Vivir en la calle es solo la punta del iceberg de la exclusión residencial
Esta crisis sanitaria ha puesto el hogar en el centro de nuestra vida, en el lugar donde permanecer y desarrollar todas nuestras actividades y relaciones. Y por eso, debemos ser conscientes de la tremenda desventaja que supone estar sin hogar. Reflexiono desde la experiencia de atención a personas sin hogar.
Cuando afrontamos la falta de hogar surge, en primer lugar, la necesidad de pasar la noche, dónde poder dormir de manera segura y tranquila. Pero el hogar es un espacio de privacidad, de descanso y también un lugar donde protegernos de una enfermedad, donde pasar una convalecencia, donde estar aislados por nuestro propio bien y por el de la comunidad. Nuestro hogar es tanto día como noche.
Los servicios de emergencia puestos en marcha en polideportivos municipales generaron un cierto revuelo inicial y fueron objeto de un exceso de escrutinio por parte de vecindarios cercanos que estimaban que las personas allí alojadas estaban disfrutando de ciertos privilegios frente al resto de la población. Pero nada más lejos de la realidad.
A la realidad del sinhogarismo tenemos que acercarnos lejos de los prejuicios negativos pero también lejos de la condescendencia, de la lástima. Lo tenemos que abordar desde la óptica de los derechos humanos, desde el conocimiento real de la situación y tratando de compensar las desventajas de personas que, por múltiples recorridos y trayectorias, por procesos migratorios inconclusos, se encuentran en la calle. Un primer dato esclarecedor: según el último estudio sobre las Personas Sin Hogar en la Comunidad Autónoma (2018), un 25% lleva menos de un año en calle y un total del 52,5 %, menos de 3 años. No hay personas que sean sin hogar, sino que múltiples circunstancias provocan que personas dejen de tener hogar.
De forma metafórica, pero no por ello irreal, nos encontramos con la paradoja de que la sociedad que les cierra las puertas de su entrada ahora se las cierra para no dejarlas salir. Su situación actual de confinamiento es especialmente difícil ya que a la limitación de movimientos que tenemos toda la ciudadanía se unen el tener que vivir en un espacio masivo, adaptado pero no preparado para tener en cuenta la intimidad, el descanso, y convivir con quienes no se han escogido como compañeros y compañeras.
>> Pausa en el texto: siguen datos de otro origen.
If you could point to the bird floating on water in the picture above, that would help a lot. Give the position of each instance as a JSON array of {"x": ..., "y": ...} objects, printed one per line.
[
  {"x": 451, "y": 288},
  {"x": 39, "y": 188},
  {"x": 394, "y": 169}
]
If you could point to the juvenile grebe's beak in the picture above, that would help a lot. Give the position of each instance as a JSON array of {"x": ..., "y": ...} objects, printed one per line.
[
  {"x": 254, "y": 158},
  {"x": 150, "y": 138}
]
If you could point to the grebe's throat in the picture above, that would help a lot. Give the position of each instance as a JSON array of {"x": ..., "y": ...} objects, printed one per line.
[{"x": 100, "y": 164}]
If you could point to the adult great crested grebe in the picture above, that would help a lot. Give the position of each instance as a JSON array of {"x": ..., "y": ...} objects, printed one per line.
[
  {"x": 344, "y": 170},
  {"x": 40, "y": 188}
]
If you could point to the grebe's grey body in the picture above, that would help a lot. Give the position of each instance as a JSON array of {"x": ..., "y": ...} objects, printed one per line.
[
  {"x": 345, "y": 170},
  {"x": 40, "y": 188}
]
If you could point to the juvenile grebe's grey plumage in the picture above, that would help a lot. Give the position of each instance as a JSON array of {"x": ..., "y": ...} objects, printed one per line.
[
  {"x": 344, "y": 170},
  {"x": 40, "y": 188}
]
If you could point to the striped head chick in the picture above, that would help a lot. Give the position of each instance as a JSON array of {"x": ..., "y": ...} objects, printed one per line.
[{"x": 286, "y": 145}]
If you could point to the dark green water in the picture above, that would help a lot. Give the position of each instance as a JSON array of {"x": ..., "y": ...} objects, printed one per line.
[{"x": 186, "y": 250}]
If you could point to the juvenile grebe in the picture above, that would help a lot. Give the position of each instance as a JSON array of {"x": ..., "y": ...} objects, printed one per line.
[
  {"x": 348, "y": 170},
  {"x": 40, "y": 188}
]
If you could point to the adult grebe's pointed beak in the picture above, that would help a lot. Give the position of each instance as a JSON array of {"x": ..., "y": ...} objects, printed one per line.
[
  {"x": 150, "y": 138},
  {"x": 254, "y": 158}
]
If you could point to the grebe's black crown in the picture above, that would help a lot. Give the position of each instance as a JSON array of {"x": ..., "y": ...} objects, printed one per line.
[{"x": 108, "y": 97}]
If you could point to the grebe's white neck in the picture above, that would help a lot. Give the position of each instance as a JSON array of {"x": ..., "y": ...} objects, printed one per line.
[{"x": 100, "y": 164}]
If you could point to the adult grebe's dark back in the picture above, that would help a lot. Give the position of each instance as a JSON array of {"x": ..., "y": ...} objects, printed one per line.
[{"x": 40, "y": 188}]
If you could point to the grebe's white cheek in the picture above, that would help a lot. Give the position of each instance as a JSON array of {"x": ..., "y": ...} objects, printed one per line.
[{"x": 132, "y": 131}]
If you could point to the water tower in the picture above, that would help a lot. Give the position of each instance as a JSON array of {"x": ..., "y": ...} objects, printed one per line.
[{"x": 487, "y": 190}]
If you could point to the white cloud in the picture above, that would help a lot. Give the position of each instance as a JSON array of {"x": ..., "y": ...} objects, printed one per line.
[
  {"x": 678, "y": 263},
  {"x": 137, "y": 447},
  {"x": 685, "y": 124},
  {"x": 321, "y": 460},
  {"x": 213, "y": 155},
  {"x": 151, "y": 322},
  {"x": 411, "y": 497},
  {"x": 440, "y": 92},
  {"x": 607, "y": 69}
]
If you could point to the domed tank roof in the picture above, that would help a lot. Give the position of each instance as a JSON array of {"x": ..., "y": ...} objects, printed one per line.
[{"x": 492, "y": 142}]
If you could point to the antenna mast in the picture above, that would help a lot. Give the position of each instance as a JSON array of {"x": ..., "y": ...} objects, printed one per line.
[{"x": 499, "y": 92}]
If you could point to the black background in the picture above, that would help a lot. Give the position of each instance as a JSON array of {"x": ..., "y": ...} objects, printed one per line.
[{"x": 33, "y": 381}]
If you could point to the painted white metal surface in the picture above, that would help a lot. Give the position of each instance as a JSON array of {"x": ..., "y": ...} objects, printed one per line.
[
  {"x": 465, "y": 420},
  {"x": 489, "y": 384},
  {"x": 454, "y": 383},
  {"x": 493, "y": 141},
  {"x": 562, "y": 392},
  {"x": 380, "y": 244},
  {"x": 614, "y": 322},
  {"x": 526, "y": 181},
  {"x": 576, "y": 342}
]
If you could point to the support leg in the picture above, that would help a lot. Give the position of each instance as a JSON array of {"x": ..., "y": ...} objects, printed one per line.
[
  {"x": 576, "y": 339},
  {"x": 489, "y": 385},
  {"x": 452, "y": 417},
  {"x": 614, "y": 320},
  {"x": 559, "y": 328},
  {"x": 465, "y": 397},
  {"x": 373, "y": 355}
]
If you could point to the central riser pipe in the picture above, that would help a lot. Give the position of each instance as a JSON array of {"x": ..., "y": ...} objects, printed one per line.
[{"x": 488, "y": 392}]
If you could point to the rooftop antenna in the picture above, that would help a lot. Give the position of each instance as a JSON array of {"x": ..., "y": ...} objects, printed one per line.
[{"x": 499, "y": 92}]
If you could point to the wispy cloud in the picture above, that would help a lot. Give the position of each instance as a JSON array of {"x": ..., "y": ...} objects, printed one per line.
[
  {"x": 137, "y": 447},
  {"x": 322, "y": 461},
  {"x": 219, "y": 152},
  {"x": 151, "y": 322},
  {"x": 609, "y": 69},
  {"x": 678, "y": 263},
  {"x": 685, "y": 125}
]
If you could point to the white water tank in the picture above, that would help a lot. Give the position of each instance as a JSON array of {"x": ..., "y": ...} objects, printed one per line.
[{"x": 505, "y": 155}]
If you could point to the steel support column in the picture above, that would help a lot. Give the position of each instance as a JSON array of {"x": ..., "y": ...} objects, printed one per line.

Esta afirmación no es una crítica a la solución articulada, de la que nos sentimos corresponsables, es simplemente constatar la realidad para que podamos hacer una correcta valoración desde nuestros hogares.
Y una consideración adicional que debe ser tenida en cuenta, las personas sin hogar tienen un estado de salud sensiblemente peor que la media, un 42% tiene algún deterioro en su salud frente al 15% de la población, y casi la mitad padece alguna enfermedad crónica o grave.
Pero la situación de vivir en la calle solo es la punta del iceberg de la exclusión residencial. En Euskadi también hay muchas familias que, aun teniendo un lugar físico donde habitar, éste no reúne las condiciones para ser considerado adecuado, bien sea por falta de condiciones materiales, por amenaza de violencia por parte de personas con las que se convive, por inseguridad jurídica, amenaza de desahucio o por hacinamiento.
No tener un hogar es una gran desventaja personal porque afecta a nuestra estructura de oportunidades y hay que recordar que, en la Comunidad Autónoma Vasca la ciudadanía tiene «el derecho a disfrutar de una vivienda digna, adecuada y accesible» (Ley 3/2015). Nuevamente estamos ante una cuestión de derechos.
Para finalizar quiero compartir estas reflexiones.
Esta crisis nos ha igualado mucho, nos ha hecho compartir destino más allá de las diferencias de poder adquisitivo o sociales, nos ha obligado a tener que adoptar las mismas medidas y darnos cuenta de que la solución está en el conjunto. Las grietas sociales constituyen un riesgo, no solamente para aquellas personas que están en medio de ellas, sino incluso para las que puedan sentirse más alejadas. Nadie se salva de manera individual.
La situación de las mujeres sin hogar debe recuperar un lugar central en nuestra atención ya que sufren un grado de vulnerabilidad muy superior al de los hombres. Debemos generar soluciones que superen la masculinización que impera en la mayor parte de los servicios existentes. A este respecto, la emergencia ha vuelto a tapar el incipiente trabajo que se está realizando con perspectiva de género.
La vuelta a la nueva normalidad desde estos recursos va a suponer un reto. Esta crisis nos ha puesto en contacto directo con un mayor número de mujeres y hombres sin hogar y habrá que plantear, desde una óptica innovadora y colaborativa, un esfuerzo de atención, de descongestión, de salidas escalonadas y de distribución territorial equilibrada.